Kami masih di kota yang sama.  Tapi kesempatan mungkin sembunyi di lubang sempit. Kami jarang jumpa jadinya. Padahal banyak moment harusnya kami bisa sua. Kadang kerepotan masing-masing dan fokus pada apa yang harus dikerjakan tak bisa membuat kami banyak bercakap.

Sore beberapa hari lalu adalah kebetulan. Berada di  tempat dan acara yang sama. Berdiri tanpa ada yang membatasi. Lalu mengalirkan kabar kami masing-masing. Kabar anak-anak tepatnya yang kini membanjiri  komunikasi kami.

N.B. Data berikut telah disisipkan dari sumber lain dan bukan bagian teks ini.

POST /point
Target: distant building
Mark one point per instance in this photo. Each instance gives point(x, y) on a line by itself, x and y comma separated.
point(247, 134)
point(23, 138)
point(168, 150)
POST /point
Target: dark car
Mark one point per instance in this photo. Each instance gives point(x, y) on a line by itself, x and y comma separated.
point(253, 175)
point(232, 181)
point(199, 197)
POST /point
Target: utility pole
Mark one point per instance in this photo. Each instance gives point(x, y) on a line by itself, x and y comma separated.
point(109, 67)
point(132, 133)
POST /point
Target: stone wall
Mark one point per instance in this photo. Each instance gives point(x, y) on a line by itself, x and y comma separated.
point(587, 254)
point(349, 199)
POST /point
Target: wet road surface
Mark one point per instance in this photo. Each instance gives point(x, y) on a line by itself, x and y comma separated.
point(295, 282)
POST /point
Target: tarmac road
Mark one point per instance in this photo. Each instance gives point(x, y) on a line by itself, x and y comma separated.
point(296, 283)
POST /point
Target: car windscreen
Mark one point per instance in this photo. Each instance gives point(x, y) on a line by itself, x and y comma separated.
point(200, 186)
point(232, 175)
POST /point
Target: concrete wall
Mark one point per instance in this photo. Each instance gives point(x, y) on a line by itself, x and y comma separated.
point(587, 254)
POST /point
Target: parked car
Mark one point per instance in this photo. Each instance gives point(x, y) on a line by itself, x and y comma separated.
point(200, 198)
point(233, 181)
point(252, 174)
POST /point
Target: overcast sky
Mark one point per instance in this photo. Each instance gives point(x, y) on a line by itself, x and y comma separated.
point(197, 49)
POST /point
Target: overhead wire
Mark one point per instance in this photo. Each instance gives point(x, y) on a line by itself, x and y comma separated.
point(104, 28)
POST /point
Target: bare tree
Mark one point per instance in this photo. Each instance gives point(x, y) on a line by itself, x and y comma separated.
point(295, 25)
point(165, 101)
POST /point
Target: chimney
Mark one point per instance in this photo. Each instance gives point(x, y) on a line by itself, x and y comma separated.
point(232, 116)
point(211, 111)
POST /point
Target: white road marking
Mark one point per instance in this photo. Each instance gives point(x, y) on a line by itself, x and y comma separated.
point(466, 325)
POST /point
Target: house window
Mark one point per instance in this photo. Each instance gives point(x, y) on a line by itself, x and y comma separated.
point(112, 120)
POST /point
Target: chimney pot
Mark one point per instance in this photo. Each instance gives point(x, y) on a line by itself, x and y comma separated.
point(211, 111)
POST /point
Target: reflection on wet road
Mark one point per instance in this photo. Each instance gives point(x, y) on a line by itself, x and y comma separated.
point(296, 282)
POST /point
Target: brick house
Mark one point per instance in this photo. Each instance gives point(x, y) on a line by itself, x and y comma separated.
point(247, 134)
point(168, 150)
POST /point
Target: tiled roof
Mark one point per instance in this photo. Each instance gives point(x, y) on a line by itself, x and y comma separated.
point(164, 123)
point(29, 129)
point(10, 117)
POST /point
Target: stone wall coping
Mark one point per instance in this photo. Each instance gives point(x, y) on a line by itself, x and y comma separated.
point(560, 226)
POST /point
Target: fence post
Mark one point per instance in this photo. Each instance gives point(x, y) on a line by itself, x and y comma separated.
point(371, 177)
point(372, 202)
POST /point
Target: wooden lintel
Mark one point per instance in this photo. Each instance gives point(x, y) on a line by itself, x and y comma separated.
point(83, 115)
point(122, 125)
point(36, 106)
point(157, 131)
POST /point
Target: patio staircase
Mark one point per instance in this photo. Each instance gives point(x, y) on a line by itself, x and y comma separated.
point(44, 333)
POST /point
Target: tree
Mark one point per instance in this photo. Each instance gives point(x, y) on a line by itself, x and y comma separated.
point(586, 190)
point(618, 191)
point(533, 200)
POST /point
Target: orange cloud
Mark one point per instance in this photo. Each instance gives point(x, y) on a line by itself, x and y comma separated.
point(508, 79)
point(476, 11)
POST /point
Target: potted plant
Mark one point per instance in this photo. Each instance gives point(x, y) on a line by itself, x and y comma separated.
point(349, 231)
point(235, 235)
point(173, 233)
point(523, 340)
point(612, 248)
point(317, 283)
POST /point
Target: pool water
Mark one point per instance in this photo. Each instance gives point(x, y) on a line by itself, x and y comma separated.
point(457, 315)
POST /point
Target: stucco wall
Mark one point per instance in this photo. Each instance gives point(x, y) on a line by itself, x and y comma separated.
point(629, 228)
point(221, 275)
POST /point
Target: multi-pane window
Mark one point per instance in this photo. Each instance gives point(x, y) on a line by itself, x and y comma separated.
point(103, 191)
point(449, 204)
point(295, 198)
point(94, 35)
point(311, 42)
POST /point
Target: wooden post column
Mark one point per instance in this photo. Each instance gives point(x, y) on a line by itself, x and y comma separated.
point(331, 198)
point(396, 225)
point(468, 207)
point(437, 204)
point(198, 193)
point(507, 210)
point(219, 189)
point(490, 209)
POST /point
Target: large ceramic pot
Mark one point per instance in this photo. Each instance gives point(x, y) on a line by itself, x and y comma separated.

Ternyata lama sekali kami tak intens berkomunikasi.   Mungkin sejak 2011.  Pada satu momen dia menemani masa tak menyenangkan yang harus aku lewati. Ciracas. Kamu tahulah apa yang harus kami selesaikan di sana.

Lalu mengalirlah  kabar duka tentang ibunya. Duka yang tak mudah ia lalui karena ada saudara yang harus dijaga dan diperhatikan seumur hidupnya. Ahhhhhhhhh.......banyak sekali kabar yang tak lagi aku tahu. Termasuk Tama kecil.

Tama, bayi mungilnya sudah  2 tahun kini. Lelaki kecil yang menjadi pusaran bahagianya. “Aku tidak mau meninggalkan dia lama-lama. Semua seakan tertuju pada dia,” ujarnya. Kalimat sederhana yang aku yakini dalam sekali maknanya. “Begini rasanya menjadi ibu,” lanjutnya. Aku yakin, ia mengucapkannya dengan amat sangat bahagia.

Kami tumbuh dewasa bersama rasanya. Menjadi ibu dengan perjalanannnya masing-masing. Perjalananku dan perjalanannya. Mungkin dulu  aku yang lebih banyak membutuhkan penguatan darinya. Sekuat apapun aku, tentu perlu diamnya orang lain untuk mendengarkan. Dannnnnn........aku tak pernah tahu kapan dia membutuhkan aku.

Sekelumit cerita sore itu membuat aku tahu. Kami bahagia dengan cara kami masing-masing. Sesederhana apapun pilihan hidup kami.

Terima kasih mbak Fransisca Ria Susanti. Ciumku untuk Tama.